Elon Musk’s xAI launches Grok 1.5 vision AI model

By | Published | No Comments

Elon Musk’s artificial intelligence (AI) company xAI has launched a new artificial intelligence model called Grok 1.5 Vision. This Large Language Model (LLM) is an enhanced version of the recently released Grok 1.5 model. With this upgrade, the AI ​​model is now equipped with computer vision, allowing it to accept visual media as input. It can process images and answer questions about them. Notably, the announcement comes just days after OpenAI launched its own computer vision-powered GPT-4 model.
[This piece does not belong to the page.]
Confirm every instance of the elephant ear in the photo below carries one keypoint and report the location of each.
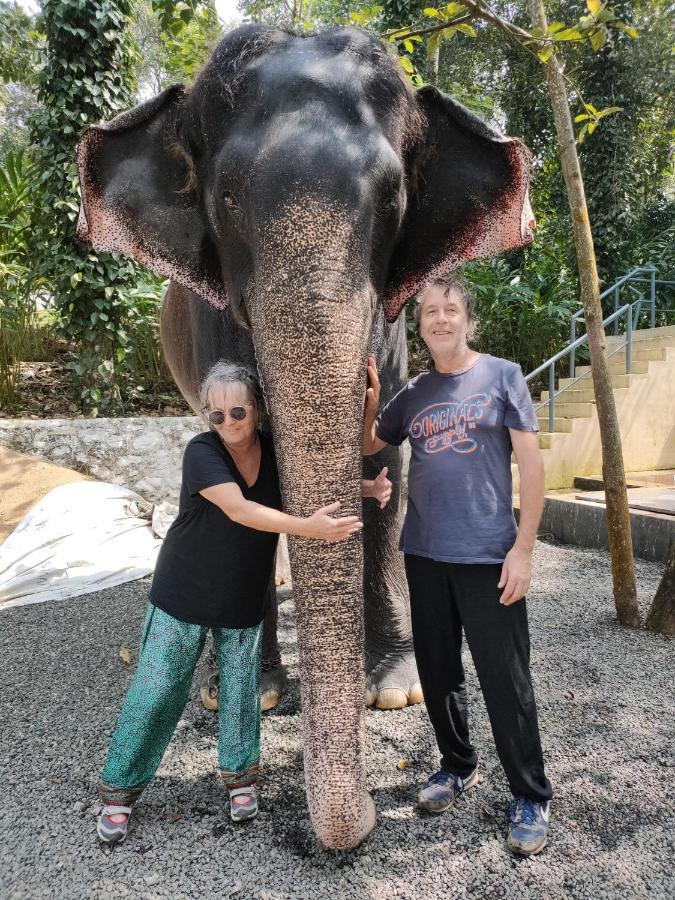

The news was released by xAI’s official X (formerly Twitter) account.The company shared a blog post Detailed the new AI model and shared some of its benchmark scores.Due to the recent addition of visual features unveiling Grok 1.5 model, most details remain unchanged. It has the same contextual window of 1,28,000 coins and the general benchmark score is likely to remain the same as well.

xAI also shared benchmark scores for the Grok 1.5 Vision tested in a benchmark developed by the company. The AI ​​company calls it the RealWorldQA benchmark, which measures “real-world spatial understanding.” It also tested the model on several other benchmarks such as MMMU, Mathvista, ChartQA, etc. Although Grok performs better than OpenAI’s GPT-4 with Vision and Gemini 1.5 Pro in RealWorldQA, it scores lower in MMMU and ChartQA.

For those unfamiliar, computer vision is a branch of computer science that focuses on enabling computers (and artificial intelligence models) to use images and videos to recognize and understand objects in the real world. Its purpose is to help computers observe and process visual signals like humans. With the rise of multimodal AI models, many companies are now focused on developing vision-centric models. Google’s Gemini 1.5 Pro and OpenAI’s GPT-4 with Vision both have this feature.

This technology also offers a wide range of applications. Healthify, an Indian calorie tracking and nutritional feedback platform, recently added a feature called Snap, where users can click on pictures of food or dishes, while GPT-4 with a vision-driven AI chatbot will suggest how to make recipes better. Health, and how much a person needs to do some exercise to burn excess calories. In the future, artificial intelligence models with computer vision can assist in disease diagnosis, manufacturing self-driving cars, and more.


Affiliate links may be automatically generated – see our Ethics Statement for details.

Follow us on Google news ,Twitter , and Join Whatsapp Group of thelocalreport.in

Surja, a dedicated blog writer and explorer of diverse topics, holds a Bachelor's degree in Science. Her writing journey unfolds as a fascinating exploration of knowledge and creativity.With a background in B.Sc, Surja brings a unique perspective to the world of blogging. Hers articles delve into a wide array of subjects, showcasing her versatility and passion for learning. Whether she's decoding scientific phenomena or sharing insights from her explorations, Surja's blogs reflect a commitment to making complex ideas accessible.